Today I wandered up and down the trails of Griffith Park, hiking the alien paths in the alien territory of Los Angeles. I was aware that my legs were beginning to tire as the third hour approached but my brain was teeming with possibilities for the characters in my novel-in-progress and so the pain in my legs was easy to ignore.
These characters are navigating alien territory themselves, tiring of some of the situations they find themselves in, situations that include death, illness, marriage, parenting and facing choices they’d made in the past.
Being lost and confused on a mountain above Los Angeles paralleled nicely with my main character’s sense of displacement. The strenuous physical activity kept me moving forward while I considered what I should do with the plot. On the plane ride to Los Angeles I had been rereading John Gardener’s book On Becoming a Novelist and reflecting on what he said about what is authentic and what is contrived. It’s difficult to judge whether you have found the truth in fictional characters, whether the way a middle-aged man from Ohio would react to the news of his wife’s cancer is in fact accurate. I am not a man, nor am I from Ohio so I did my best.
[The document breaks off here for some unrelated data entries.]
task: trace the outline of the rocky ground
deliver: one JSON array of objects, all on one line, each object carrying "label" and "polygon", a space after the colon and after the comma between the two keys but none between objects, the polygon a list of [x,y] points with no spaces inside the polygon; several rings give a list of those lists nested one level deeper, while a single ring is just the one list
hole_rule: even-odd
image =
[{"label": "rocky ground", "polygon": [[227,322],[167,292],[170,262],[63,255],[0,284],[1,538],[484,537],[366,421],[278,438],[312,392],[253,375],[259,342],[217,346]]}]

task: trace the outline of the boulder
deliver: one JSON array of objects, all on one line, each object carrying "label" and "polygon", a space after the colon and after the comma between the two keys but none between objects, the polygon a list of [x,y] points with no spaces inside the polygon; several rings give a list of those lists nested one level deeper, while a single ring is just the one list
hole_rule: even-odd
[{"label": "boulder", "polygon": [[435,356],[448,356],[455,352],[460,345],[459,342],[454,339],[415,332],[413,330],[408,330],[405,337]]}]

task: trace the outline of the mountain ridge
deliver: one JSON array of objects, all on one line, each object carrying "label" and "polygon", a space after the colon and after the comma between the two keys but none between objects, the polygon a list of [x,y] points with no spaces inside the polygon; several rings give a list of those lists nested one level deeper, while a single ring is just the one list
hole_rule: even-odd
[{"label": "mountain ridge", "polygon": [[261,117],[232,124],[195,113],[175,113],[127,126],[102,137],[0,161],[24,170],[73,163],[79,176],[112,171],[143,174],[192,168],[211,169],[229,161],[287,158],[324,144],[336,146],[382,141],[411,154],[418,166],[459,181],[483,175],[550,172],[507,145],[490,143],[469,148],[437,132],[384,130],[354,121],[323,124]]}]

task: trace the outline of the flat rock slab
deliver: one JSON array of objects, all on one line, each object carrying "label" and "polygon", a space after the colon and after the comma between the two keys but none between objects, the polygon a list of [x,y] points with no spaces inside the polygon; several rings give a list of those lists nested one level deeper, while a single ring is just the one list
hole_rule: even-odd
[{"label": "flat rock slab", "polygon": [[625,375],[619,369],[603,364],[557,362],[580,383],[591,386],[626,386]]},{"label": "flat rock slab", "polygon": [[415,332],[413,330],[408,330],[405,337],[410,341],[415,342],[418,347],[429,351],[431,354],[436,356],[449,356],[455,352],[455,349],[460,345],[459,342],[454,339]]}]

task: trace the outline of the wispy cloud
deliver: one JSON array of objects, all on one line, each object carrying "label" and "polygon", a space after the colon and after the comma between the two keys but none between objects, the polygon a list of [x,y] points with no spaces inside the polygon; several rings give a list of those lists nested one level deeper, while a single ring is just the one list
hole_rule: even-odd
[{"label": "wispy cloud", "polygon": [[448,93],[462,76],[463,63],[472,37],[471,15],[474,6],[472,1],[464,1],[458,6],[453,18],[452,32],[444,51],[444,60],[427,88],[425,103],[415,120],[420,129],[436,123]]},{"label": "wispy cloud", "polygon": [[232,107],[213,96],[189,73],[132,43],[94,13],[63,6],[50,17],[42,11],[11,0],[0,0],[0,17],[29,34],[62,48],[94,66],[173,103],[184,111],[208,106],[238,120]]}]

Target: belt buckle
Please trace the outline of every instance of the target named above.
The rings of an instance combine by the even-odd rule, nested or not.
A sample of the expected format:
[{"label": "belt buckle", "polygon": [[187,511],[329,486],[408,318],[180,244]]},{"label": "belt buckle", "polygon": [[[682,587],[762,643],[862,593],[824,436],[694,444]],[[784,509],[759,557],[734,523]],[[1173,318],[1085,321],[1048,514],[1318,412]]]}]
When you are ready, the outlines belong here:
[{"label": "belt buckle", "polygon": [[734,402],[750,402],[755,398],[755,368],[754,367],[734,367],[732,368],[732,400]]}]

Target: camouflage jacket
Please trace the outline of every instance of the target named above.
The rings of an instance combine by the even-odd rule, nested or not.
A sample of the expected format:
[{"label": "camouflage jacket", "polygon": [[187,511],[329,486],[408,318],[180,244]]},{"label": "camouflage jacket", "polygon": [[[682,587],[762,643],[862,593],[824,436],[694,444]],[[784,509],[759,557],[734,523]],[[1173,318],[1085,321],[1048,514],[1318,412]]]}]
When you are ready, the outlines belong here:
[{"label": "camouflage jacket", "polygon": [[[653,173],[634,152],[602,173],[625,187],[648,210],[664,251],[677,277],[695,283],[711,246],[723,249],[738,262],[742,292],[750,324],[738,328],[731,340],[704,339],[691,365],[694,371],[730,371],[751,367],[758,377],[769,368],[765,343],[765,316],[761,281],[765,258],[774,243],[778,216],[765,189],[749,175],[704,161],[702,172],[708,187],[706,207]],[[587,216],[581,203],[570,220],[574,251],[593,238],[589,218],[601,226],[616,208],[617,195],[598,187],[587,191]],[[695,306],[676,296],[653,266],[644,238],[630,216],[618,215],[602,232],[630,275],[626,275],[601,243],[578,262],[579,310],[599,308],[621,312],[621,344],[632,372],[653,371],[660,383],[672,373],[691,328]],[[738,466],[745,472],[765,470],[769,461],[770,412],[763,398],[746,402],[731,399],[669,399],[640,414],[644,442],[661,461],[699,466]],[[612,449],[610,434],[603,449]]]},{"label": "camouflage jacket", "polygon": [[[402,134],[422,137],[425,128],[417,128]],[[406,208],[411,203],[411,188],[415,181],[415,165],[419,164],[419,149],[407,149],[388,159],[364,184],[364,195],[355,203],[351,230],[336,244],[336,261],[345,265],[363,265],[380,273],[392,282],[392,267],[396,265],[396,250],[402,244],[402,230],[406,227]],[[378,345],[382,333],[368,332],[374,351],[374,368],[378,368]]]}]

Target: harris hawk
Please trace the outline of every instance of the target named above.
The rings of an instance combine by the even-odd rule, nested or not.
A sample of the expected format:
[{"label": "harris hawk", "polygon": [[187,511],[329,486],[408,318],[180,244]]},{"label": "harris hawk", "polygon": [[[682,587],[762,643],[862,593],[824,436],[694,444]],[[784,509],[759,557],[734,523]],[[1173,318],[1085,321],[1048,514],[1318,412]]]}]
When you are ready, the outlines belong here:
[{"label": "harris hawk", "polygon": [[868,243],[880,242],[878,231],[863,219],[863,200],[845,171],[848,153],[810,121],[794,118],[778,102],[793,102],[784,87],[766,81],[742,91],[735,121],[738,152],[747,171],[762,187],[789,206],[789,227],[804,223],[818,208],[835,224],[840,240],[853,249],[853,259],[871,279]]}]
I used to regularly swim many laps in a pool, which freed the mind entirely since there was nothing short of crashing into the wall or failing to breathe that required my full attention. I plotted out an entire novel during those swims, locations and events, characters, conflicts, and even dialogue scrolling through my mind. Much of this made it into the final manuscript and a published novel. The rhythm of swimming, the counted strokes and the repetition allowed my imagination to take over. When I read what I had written I feared it might be tedious or lack conflict but there was a web of interrelated characters who had detailed back stories and enough suspense to make it difficult to identify the writer as a bored stiff lap swimmer. My muscle memory allowed my mind to explore previously uncharted territory. The repetition unleashed my unconscious and freed me to take risks and cross boundaries.
Writing can be depressing because you just don’t know whether anyone will ever read what you are writing and whether what you are reading is, in fact, worth reading. Exercise is a natural anti-depressant, the endorphins alone will change your mood but there’s also the fact that you are accomplishing something by spending time hiking, swimming, at the gym or in a yoga studio.
So much of writing is ephemeral and open-ended, whether you feel good about your work or not, it’s still hard to consider it a success when you remain in limbo. And writing is never finished or perfect. I can pull any of my own published novels down from the shelf and still find dozens of edits I would perform if possible, changes and tweaks, cuts and additions. Working out is a finite positive act that frees your mind; it’s a reframing of effort that allows the brain to relax.